Complex carbohydrates
Vegetables
Fruit
Nuts and seeds
Oily fish
Whole grains
Water

Lifestyle Factors
Minimise exposure to environmental oestrogens (e.g. plastics)
Avoid smoking
Minimise impact of stress (stress management techniques)

Footnotes
1. Some reports suggest GLA is contraindicated in epilepsy. Epileptics should use only under
medical supervision.
2. Do not take in conjunction with anticoagulant medication
3. May be beneficial alongside acetaminophen, methotrexate and gentamicin.

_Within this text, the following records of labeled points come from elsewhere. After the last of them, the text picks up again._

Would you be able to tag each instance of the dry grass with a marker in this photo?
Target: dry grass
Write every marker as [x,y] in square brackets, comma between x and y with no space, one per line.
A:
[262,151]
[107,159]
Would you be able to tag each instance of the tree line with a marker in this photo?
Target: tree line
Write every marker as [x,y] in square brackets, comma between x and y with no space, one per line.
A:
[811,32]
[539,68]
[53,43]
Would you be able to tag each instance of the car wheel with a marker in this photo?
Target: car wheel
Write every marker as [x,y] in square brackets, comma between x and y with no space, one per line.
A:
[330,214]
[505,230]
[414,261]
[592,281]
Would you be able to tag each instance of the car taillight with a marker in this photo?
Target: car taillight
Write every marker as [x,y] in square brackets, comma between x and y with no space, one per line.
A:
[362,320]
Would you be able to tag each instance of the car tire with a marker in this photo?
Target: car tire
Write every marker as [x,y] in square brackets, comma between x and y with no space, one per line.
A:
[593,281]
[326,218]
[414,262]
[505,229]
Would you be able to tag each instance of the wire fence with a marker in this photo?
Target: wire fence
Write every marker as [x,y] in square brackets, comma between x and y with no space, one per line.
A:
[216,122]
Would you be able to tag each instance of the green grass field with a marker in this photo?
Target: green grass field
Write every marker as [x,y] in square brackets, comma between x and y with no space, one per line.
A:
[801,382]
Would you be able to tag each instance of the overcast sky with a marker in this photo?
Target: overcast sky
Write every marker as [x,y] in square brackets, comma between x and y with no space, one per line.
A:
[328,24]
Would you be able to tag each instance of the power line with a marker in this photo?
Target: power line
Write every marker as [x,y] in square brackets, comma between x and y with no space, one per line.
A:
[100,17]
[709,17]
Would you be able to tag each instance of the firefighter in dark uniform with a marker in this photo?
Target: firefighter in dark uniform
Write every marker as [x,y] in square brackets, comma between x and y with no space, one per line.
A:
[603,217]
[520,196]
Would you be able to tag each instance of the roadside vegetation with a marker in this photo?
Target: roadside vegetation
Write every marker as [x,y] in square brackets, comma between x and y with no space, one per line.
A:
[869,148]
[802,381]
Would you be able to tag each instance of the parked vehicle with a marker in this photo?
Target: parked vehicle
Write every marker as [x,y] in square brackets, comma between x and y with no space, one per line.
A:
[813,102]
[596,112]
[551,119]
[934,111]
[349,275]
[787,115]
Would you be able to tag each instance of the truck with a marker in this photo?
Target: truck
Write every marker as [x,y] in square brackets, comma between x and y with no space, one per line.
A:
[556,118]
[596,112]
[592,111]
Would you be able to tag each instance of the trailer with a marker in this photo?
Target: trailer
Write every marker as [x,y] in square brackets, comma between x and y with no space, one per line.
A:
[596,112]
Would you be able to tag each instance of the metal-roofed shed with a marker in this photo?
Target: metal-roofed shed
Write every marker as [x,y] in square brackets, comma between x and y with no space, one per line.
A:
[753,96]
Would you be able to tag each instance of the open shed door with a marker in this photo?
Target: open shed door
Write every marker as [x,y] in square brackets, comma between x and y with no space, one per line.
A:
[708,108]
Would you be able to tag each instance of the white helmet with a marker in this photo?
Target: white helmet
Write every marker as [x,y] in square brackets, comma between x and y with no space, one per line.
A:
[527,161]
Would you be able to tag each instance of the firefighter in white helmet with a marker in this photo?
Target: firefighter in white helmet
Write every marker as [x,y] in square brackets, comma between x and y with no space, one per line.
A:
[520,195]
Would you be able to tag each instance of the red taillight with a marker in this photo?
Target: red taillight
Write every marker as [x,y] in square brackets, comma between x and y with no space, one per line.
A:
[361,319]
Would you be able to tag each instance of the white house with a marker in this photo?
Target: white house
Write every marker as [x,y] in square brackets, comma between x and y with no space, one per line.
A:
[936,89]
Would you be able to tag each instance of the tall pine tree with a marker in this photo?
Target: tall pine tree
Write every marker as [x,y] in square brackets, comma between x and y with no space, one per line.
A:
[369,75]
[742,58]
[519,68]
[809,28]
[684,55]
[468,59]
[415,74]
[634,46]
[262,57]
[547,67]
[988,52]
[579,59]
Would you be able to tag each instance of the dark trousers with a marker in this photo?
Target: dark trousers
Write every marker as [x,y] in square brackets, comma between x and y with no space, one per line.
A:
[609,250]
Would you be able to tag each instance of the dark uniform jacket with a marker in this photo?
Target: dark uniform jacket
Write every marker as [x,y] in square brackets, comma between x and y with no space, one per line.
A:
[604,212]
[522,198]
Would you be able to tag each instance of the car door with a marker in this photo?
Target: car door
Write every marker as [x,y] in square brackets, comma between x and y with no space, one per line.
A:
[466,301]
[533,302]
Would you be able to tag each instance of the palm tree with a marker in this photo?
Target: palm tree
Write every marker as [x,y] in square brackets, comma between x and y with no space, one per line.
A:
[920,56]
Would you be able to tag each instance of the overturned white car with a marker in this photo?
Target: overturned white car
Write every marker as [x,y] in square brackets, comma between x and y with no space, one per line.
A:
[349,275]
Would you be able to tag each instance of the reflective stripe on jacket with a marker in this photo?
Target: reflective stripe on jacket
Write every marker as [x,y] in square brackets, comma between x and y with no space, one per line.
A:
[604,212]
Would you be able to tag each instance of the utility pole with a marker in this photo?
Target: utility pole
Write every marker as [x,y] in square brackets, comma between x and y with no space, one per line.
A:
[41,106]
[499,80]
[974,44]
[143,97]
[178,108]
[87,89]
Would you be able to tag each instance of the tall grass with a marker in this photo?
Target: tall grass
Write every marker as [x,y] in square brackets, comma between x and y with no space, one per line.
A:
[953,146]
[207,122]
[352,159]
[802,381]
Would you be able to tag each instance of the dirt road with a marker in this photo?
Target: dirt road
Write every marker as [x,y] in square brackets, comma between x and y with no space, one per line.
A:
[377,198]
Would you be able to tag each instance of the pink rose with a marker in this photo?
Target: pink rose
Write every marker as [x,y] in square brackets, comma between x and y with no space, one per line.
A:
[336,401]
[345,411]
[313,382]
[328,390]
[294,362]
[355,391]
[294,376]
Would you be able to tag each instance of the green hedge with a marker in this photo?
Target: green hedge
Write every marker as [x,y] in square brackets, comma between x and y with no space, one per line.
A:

4. It is advised to ensure adequate intake of vitamin B6, B12 and folic acid when taking high levels
of l-methionine. Persons with bi-polar (manic) depression should not take Methionine or SAMe.
Caution with schizophrenia, hepatic and renal failure – only under medical supervision.
5. Concurrent use with Parkinson’s medication under medical supervision only. Do not use high
doses during last trimester of pregnancy or lactation (may reduce breast milk production)
6. Do not use during pregnancy or lactation. Do not use with anxiolytic medication, or other drugs
that alter brain chemistry unless under medical supervision.